Lip readers often vie for strategic tables at restaurants so they can monitor the lunch talk of U.N. officials. The U.N. folks know this, and they've become experts at whispering through clenched teeth or behind menus when they say anything confidential.


  So where do U.N. diplomats go to hold secret talks? The missions of many countries have specially constructed, windowless and soundproof rooms. Often, they also boast electronic shields, typically a wire mesh, under all surfaces -- walls, floor, and ceiling. Those rooms get a once-over with bug-detecting gear before each session.

For added security, participants are usually asked either to leave their cell phones outside or to turn them off. That's because a cell phone can be used as a bug. In addition to the frequency over which users normally chat, cell phones have another frequency for communicating with a base station.
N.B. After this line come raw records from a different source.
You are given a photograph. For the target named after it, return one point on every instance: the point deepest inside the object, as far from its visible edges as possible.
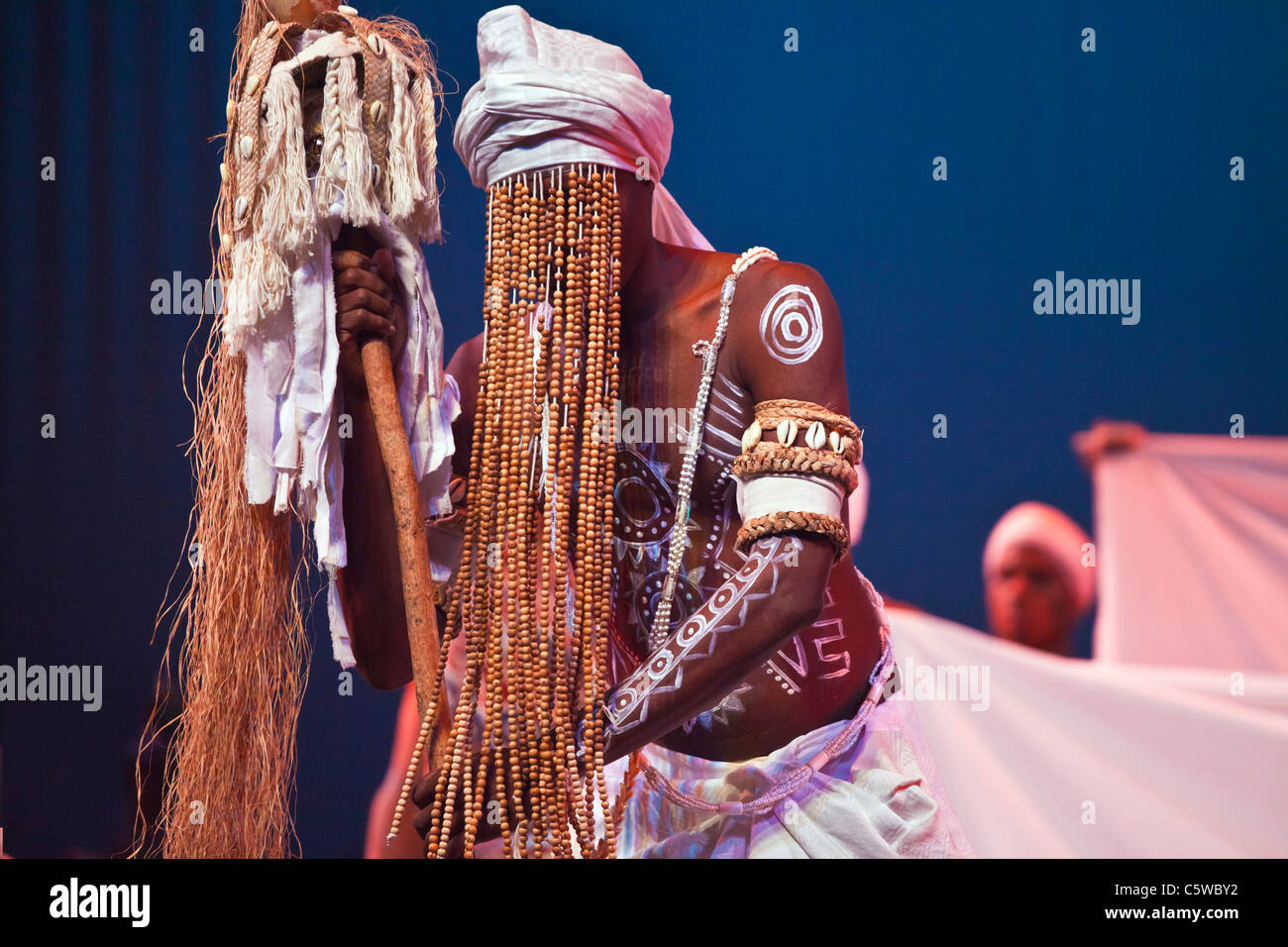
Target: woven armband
(799, 480)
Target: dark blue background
(1113, 163)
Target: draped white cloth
(880, 799)
(292, 416)
(1192, 539)
(1054, 757)
(555, 97)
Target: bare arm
(780, 590)
(372, 582)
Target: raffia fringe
(284, 200)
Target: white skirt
(880, 799)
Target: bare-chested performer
(773, 641)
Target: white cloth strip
(787, 492)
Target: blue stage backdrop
(1122, 162)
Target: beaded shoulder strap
(883, 672)
(707, 352)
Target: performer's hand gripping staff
(331, 137)
(417, 582)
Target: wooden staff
(417, 579)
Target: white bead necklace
(707, 352)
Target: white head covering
(1042, 526)
(555, 97)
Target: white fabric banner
(1052, 757)
(1192, 548)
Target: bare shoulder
(786, 334)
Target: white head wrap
(555, 97)
(1042, 526)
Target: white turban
(1047, 528)
(557, 97)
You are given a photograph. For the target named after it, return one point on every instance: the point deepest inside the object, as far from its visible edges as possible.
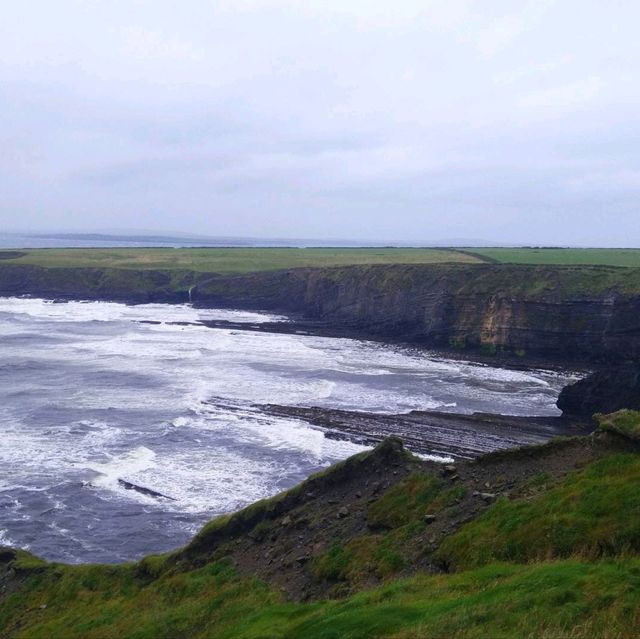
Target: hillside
(231, 260)
(560, 313)
(538, 541)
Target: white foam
(127, 467)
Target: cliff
(561, 313)
(537, 541)
(605, 391)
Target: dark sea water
(90, 394)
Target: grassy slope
(568, 598)
(574, 571)
(568, 257)
(234, 260)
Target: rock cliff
(560, 313)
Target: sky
(509, 121)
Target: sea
(98, 396)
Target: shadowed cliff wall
(569, 313)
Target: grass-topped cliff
(556, 312)
(534, 542)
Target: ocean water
(93, 393)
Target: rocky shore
(437, 433)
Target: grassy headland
(231, 260)
(560, 256)
(552, 552)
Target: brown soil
(279, 543)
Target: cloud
(561, 99)
(148, 44)
(353, 118)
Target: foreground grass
(234, 260)
(568, 256)
(595, 512)
(556, 599)
(573, 553)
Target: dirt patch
(300, 544)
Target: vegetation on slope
(568, 598)
(556, 557)
(232, 260)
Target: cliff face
(567, 313)
(563, 313)
(604, 391)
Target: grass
(623, 422)
(561, 564)
(595, 512)
(560, 256)
(234, 260)
(552, 599)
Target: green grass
(561, 256)
(554, 599)
(574, 572)
(623, 422)
(234, 260)
(595, 512)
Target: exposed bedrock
(605, 391)
(559, 313)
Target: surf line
(143, 490)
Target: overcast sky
(509, 121)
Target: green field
(246, 260)
(232, 260)
(562, 256)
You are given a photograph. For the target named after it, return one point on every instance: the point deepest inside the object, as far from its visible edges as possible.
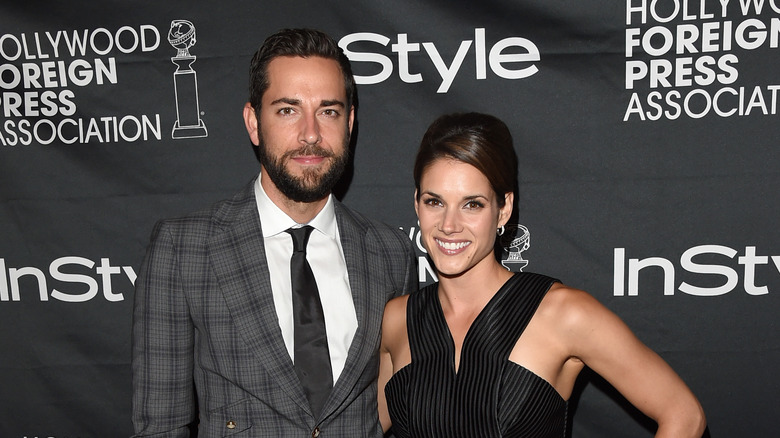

Intelligence agencies can use this control frequency to open the microphone of a turned-on, idle cell phone and -- unbeknownst to the user -- eavesdrop on whatever is transpiring in the vicinity. The same goes for the cellular-radio systems in cars, such as General Motors's (GM ) OnStar technology.

Digital cell phones that use frequency hopping, known as spread-spectrum technology, are safe from most commercial scanners. But not from some spy agencies, which use equipment that pretends to be a base station and disables the handset's frequency hopping. Or they can pull a cloak-and-dagger job and install taps at a cellular company's base station.


  What's it like to live under constant and continual surveillance? U.N. staffers shrug and say, "You get used to it." Of course, their own country's spies are probably playing the game, too, so they can't complain too much.

Maybe that's how all the worrying and gnashing of teeth over the erosion of privacy in this post-9/11 world will culminate: in resignation.

If snooping technology becomes so common that almost anyone can stick a nose into the affairs of anyone else, as seems likely, everyone will just take it for granted. The U.N. may be a preview of what's in store for all of us.